ODESSA, June 03. /ITAR-TASS/. Ukraine's parliamentary commission investigating riots and bloodshed in the city of Odessa has requested to extend the investigation deadline due to a large amount of work.
On May 2, militants from Ukraine's ultranationalist Right Sector and the so-called Maidan's self-defense torched the House of Trade Unions and tents in the Kulikovo filed, where city residents had been gathering signatures for Ukraine's federalization and demanding the state status for the Russian language. Forty eight people were killed and another 200 were wounded. Some Ukrainian politicians said the Kiev authorities had understated the number of victims which might exceed 100.
"The investigation is continuing, but it's clear that it cannot be finished quickly, not with so many suspects and persons involved. Wrapping up the commission's work in two weeks would look odd at the very least, and put in doubt our initial goal — to know the truth," Svetlana Fabrikant, Secretary of the Commission, said on Tuesday.
Police said they suspected some 50 persons of involvement in the riots. "Forty people have been placed under house arrest, and another 13 are in custody," Grigory Mamka, deputy head of the Interior Ministry’s Main Investigation Department (GSU), said. "Also, several suspects have been convoyed from Odessa to Kiev. Prosecutors demanded their custody, but a court ruled in favor of their house arrest."

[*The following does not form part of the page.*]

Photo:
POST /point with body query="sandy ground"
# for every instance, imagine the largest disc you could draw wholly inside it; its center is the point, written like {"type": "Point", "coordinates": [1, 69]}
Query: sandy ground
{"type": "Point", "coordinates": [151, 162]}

Investigators have already questioned more than 340 people, and some 80 expert examinations will be carried out to find the cause of people's deaths at the Odessa House of Trade Unions. One body has not been identified yet.
Videos taken by both sides are being examined for the sake of objectivity. Police are identifying activists and persons who carried firearms and who were using them, according to Mamka.
The main findings are expected by mid-June. Mamka noted that some citizens who had requested medical assistance after the Odessa riots lied about their identity.
"Although the police are establishing their identities, some victims refuse to give evidence. These are mostly people who were beaten up," the GSU official said. "We do have this problem, but we still try to question them as witnesses."